Pepper-Parsons said that financial malpractice makes up 21 per cent of calls from charities, which tends to include things such as theft, expenses fraud. He said that this is reflective across all sectors, with financial malpractice tending to be the top concern.

He said that the second and third most prominent concerns raised by charities are working practices. This includes HR issues such as discrimination or redundancy issues which impact the whole charity, and concerns around nepotism.

Pepper-Parsons told the APPG that whistleblowers are an “early warning system for things that might be going wrong in the organisation”. He said it is a “gift of information for the employer and regulatory body” and that is the way it should be seen by employers and regulators, but often it is not the case. He said thatinstead employers and regulators “often don’t want to hear the information that is being provided”.

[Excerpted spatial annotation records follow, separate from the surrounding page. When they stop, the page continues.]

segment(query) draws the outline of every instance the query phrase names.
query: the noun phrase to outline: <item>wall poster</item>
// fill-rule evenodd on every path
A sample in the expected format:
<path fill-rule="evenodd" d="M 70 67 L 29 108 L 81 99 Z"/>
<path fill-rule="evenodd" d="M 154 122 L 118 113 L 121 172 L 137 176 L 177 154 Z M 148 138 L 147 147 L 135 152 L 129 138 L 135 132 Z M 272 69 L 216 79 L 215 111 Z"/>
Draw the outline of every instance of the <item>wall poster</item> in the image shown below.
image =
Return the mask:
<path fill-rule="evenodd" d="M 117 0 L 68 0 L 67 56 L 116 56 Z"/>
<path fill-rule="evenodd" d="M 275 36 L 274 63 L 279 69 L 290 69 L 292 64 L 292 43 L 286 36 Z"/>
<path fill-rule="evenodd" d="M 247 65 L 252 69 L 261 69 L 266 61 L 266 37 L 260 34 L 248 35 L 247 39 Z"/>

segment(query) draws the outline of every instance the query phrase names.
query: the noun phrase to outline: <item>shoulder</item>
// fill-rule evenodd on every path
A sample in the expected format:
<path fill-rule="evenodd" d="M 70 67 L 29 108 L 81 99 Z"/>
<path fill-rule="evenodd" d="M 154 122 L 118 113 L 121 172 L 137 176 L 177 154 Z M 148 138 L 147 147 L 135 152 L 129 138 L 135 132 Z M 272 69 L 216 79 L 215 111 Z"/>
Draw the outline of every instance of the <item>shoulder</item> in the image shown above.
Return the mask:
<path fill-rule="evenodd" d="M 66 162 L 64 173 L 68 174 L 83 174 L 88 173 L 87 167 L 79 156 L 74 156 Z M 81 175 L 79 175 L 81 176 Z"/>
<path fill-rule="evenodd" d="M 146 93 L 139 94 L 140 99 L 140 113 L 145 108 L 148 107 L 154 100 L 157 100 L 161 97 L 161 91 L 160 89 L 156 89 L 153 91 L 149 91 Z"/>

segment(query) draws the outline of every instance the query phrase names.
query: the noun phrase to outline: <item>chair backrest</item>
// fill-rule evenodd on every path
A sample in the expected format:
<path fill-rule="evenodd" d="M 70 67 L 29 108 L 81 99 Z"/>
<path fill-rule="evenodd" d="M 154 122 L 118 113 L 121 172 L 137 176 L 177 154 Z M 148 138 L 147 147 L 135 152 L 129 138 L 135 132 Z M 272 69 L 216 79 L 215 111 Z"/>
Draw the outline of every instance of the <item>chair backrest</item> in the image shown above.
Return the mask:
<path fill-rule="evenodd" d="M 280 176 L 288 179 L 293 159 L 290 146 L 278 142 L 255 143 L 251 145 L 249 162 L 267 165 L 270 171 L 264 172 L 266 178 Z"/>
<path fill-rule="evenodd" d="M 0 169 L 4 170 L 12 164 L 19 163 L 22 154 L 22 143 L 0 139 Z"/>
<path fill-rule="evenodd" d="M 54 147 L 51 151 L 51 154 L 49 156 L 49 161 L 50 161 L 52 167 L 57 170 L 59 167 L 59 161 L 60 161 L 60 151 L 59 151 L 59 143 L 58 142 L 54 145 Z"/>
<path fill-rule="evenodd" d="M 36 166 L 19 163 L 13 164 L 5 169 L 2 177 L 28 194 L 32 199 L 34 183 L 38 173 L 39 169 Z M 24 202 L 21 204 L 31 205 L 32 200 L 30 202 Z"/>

House of Lords report government response

Pitkeathley said that been promised a response from the government to the House of Lords report, which came out in March, sometime during October, and that she is seeking a meeting with the minister for civil society Tracey Crouch which Crouch has said she is “minded to accept”.

APPG AGM

The APPG was the first meeting of the group following the general election and as a result was started with the election of officers.

The co-chairs of the group were elected as Baroness Pitkeathley, Lord Hodgson, Susan Elan Jones, Labour MP for Clwyd South, and Jeremy Lefroy, Conservative MP for Stafford.

Lord Shinkwin was re-elected as treasurer, and Martin Docherty, SNP MP for West Dunbartonshire, was elected vice-chair.